How many people would it take to create a healthy community?



Biologists striving to save threatened animal species from extinction have developed some rules of thumb for estimating population sizes to overcome genetic problems:
  • A size of 500 to 5000 individuals may ensure overall genetic diversity (Frankham). 
  • Another figure (based on work by Soulé and Foose in 1986) states a founding population of 20 to 30 individuals that are unrelated and non-inbred would preserve 90% of the original genetic diversity for 200 years.
  • An initial population size (the founders) of 50 (Frankham and Franklin) avoids inbreeding problems. 
Rules of thumb, however, rest on theoretical modeling, without much experimental evidence to support the predictions.  Unfortunately, this is especially true of projecting populations needed to colonize space.  So, let's consider a bit of history.  What worked on Earth?
A case study
Starting in 1816, fifteen British immigrants settled the most remote island on our planet, Tristan de Cunha ― located almost half way between Cape Town, Africa and Buenos Aires, South America in the Atlantic Ocean.  We know much about the islanders' founders and their lonely struggle for survival.  Colonizing a remote island is similar to colonizing a remote planet. 
It all started with Napoleon, imprisoned on St Helena, about 2,430 kilometers (1,510 mi) to the north.  The Brits had exiled Napoleon to this tiny windswept island in 1815. But now, rumors of rescue plans reached the halls of Parliament.  What if the French launched a rescue of Napoleon from Tristan? In August 1816, Britain annexed Tristan de Cunha to thwart the possibility.
The Royal Army sent five officers and 36 soldiers from South Africa to take possession of Tristan da Cunha in 1816. Corporal William Glass from Kelso in Scotland, with his South African wife and two children, asked to stay when the troops withdrew a year later. 
Glass and his family became the first settlers of Tristan.  In all, just 15 people (seven founders and eight men) founded the colony, says geneticist Himla Soodyall from the University of the Witwatersrand, South Africa.  They arrived at various times between 1816 and 1908.  Colonizing over the decades undoubtedly increased the colony's genetic diversity and helped them survive. 
We have traced the mitochondrial DNA of the present approximately 300 people back to just five female ancestors, including one pair of sisters, says Soodyall.  The population grew and fell with the flow of immigrants and disasters:
  • By 1827, shipwrecked sailors, brides from St. Helena and South African settlers boosted the total from 15 to 24 (7 men, 6 women and 11 children)
  • 1832:  population of 34 with 6 couples and 22 children
  • 1852: 85 people
  • 1856:  population reached 96, then fell to 71 when 25 left for Massachusetts after Glass' death
  • 1857: population crashed to 28 (only four families) because 46 left on the rescue frigate HMS Geyser, to avoid starving to death.
  • 1887 started off well with a population of 107, but then 15 out of the island's19 adult men died at sea trying to intercept the ship, West Riding, and barter for food. Their potato crop had failed, so, despite poor weather, the men launched their longboat and were never seen again.  This left only 92 people (4 elderly men and 88 women and children)

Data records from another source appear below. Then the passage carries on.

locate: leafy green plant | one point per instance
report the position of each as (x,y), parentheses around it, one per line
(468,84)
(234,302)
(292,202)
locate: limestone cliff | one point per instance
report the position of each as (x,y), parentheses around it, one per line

  • 1890:  34 emigrated to South Africa, leaving 58 on the island.
  • 1987: population of 296.  [Data from Steve Mack and Arnaldo Faustini.]
Only seven family names are in use now, corresponding to the original eight male founders (minus one).  Any pair of the 300 islanders is as closely related as first cousins.  But it's a healthy human population since it survived.  The people (taken as a group) were able to cope with the hardships they encountered, and the few inheritable diseases were not life-threatening. 
By and large, this is an impressively successful (and lucky) colonization still viable almost 200 years later.